Who Wants To Write a Little Code?

This post originally appeared on the Software Carpentry website.

We have always steered away from building libraries to use in teaching—we want to show people the "real" stuff, and we can't afford to maintain things. The IPython Notebook has us rethinking that: now that we can display images inline, it would be wonderful if we could leverage Mark Guzdial and Barbara Ericson's work, and teach basic Python using simple image manipulation for examples (rather than text munging). Their research found that using images led to higher retention: more students stuck around, and the ones who did, remembered and used more of what they'd learned.
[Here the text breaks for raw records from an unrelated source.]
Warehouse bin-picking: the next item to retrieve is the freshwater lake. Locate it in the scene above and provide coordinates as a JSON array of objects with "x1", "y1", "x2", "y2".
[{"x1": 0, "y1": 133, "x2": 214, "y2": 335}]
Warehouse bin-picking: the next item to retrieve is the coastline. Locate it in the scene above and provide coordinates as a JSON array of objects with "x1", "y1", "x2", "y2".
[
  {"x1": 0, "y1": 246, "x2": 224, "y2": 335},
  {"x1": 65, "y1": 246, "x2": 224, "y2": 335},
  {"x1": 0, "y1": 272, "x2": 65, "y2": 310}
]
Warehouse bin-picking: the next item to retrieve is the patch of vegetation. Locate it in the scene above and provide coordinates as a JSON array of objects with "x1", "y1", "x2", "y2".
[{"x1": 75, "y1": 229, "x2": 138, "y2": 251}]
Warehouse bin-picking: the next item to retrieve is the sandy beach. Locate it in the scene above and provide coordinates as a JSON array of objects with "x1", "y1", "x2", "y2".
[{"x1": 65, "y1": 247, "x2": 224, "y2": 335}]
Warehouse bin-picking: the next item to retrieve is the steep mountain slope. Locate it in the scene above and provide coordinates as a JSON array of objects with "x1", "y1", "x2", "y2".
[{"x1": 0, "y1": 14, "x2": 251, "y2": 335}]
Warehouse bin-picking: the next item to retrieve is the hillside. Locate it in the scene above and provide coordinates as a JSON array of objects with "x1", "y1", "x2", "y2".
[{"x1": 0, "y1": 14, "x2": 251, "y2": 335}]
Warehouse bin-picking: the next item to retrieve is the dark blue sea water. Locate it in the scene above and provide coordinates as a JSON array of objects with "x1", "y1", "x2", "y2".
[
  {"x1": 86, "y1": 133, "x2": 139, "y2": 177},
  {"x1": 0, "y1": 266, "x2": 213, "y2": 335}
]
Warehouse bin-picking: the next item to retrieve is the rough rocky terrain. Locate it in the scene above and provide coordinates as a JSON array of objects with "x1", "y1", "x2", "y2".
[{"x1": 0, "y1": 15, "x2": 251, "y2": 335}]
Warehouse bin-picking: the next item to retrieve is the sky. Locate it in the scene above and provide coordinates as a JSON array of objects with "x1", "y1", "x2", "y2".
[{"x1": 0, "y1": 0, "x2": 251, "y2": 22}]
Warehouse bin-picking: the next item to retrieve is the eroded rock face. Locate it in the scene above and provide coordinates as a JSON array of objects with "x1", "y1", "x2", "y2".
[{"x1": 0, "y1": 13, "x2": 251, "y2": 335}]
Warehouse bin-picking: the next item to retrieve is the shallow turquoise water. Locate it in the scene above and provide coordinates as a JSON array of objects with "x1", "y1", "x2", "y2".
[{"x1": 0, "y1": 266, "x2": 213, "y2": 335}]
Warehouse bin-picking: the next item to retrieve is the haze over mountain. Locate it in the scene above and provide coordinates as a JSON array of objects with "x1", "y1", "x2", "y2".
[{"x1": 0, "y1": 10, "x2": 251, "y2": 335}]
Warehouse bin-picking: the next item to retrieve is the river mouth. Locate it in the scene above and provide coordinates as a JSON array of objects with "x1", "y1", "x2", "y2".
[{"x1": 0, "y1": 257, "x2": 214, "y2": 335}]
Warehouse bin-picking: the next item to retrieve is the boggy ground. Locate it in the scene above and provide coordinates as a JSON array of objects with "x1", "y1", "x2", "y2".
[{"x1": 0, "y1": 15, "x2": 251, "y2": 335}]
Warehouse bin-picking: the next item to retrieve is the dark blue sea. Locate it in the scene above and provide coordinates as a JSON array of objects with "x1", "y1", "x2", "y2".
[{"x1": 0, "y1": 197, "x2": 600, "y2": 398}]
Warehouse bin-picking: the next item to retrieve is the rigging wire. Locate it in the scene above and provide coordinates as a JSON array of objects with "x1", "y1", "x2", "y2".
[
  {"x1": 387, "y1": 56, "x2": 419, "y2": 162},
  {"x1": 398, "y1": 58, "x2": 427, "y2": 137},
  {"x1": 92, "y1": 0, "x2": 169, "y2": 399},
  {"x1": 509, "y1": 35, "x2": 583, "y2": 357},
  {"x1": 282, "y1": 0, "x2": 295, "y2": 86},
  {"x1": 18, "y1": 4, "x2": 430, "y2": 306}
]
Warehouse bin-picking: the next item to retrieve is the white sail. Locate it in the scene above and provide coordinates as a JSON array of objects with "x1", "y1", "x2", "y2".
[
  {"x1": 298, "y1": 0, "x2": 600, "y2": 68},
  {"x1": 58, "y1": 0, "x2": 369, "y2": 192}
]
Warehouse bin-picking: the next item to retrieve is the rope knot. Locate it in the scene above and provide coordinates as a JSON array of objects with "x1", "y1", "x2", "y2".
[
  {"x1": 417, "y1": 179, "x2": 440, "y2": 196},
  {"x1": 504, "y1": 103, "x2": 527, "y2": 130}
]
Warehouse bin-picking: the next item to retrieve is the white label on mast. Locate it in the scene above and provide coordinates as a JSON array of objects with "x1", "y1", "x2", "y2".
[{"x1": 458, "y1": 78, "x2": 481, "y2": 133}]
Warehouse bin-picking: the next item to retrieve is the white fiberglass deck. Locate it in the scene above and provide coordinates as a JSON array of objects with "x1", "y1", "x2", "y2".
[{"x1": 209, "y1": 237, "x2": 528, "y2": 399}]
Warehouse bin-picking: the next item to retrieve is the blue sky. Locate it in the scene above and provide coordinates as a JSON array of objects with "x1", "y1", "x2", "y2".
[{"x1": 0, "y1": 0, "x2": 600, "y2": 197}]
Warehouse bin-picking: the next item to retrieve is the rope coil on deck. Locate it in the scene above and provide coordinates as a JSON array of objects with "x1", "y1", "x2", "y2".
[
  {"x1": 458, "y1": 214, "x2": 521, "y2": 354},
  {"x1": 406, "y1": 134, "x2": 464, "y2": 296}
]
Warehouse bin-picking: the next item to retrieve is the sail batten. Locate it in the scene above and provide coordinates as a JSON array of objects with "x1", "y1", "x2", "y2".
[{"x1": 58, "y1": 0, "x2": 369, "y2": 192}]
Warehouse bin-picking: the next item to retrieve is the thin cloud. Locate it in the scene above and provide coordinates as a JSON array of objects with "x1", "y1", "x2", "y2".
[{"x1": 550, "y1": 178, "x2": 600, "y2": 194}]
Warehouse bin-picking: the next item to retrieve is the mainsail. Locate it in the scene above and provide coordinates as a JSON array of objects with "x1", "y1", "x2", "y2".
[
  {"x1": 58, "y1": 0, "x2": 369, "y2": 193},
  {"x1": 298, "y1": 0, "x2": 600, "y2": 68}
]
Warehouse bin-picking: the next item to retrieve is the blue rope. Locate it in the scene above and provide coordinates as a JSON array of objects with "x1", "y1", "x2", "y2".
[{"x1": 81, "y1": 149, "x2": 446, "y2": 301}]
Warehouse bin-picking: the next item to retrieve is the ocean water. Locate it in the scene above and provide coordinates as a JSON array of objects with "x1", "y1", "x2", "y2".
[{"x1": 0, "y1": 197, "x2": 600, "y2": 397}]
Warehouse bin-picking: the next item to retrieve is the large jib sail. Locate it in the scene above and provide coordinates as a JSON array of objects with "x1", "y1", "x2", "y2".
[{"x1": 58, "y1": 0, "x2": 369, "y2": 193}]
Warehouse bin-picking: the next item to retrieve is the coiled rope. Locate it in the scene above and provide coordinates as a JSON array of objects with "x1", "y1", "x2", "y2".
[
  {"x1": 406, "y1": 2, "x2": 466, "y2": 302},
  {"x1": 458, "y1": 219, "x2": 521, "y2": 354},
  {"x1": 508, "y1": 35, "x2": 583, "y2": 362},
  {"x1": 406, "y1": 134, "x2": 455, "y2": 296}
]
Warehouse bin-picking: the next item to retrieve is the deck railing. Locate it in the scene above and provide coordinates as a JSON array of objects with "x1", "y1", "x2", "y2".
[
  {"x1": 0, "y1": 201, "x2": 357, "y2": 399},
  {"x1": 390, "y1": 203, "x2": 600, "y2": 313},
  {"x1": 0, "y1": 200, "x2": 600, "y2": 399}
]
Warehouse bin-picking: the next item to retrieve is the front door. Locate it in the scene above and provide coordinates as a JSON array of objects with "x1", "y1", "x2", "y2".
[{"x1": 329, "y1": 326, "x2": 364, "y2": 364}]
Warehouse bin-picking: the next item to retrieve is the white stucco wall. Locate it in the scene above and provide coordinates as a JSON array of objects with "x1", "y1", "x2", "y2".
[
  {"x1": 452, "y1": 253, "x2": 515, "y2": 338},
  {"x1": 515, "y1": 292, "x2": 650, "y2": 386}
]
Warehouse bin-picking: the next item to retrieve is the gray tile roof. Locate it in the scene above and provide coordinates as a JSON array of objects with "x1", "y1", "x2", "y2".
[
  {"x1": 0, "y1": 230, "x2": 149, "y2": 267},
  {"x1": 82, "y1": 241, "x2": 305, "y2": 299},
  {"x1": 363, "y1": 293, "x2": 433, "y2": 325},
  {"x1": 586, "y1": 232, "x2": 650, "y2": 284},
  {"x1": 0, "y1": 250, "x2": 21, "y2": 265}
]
The problem is, libraries like PIL and scikit-image aren't novice-friendly or teaching-oriented. Again, drawing from Guzdial and Ericson's work (which my co-authors and I did in Practical Programming), we want something like this:

>>> from skimage import novice         # special submodule for beginners
>>> picture = novice.open('kite.png')  # create a picture object from a file
>>> print picture.format  # pictures know their format...
'png'
>>> print picture.path                 # ...and where they came from...
'/Users/example/kite.png'
>>> print picture.size                 # ...and their size
(400, 500)
>>> print picture.width                # 'width' and 'height' also exposed
400
>>> picture.size = (200, 250)          # changing size automatically resizes
>>> for pixel in picture:              # can iterate over pixels
...     if (pixel.red > 0.5) and \     # pixels have RGB (values are 0.0-1.0)...
...         (pixel.x < picture.width):   # ...and know where they are
...         pixel.red /= 2               # pixel is an alias into the picture
...
>>> print picture.modified               # pictures know if their pixels are dirty
True
>>> print picture.path                   # picture no longer corresponds to file
None
>>> picture[0:20, 0:20] = (0., 0., 0.)   # overwrite lower-left rectangle with black
>>> picture.save('kite-bluegreen.jpg')   # guess file type from suffix
>>> print picture.path                   # picture now corresponds to file
'/Users/example/kite-bluegreen.jpg'
>>> print picture.modified               # and is now in sync
False

The key thing here is that the iterator variable aliases the pixel, but has extra information (its XY coordinates). Yes, this is a bit odd if you're used to standard image processing libraries, or worried about performance, but this is what works best for teaching.

If this existed, we'd rewrite our intro Python material (variables, loops, conditionals, functions) on top of it. My question is, would any of our regular readers like to build it for us?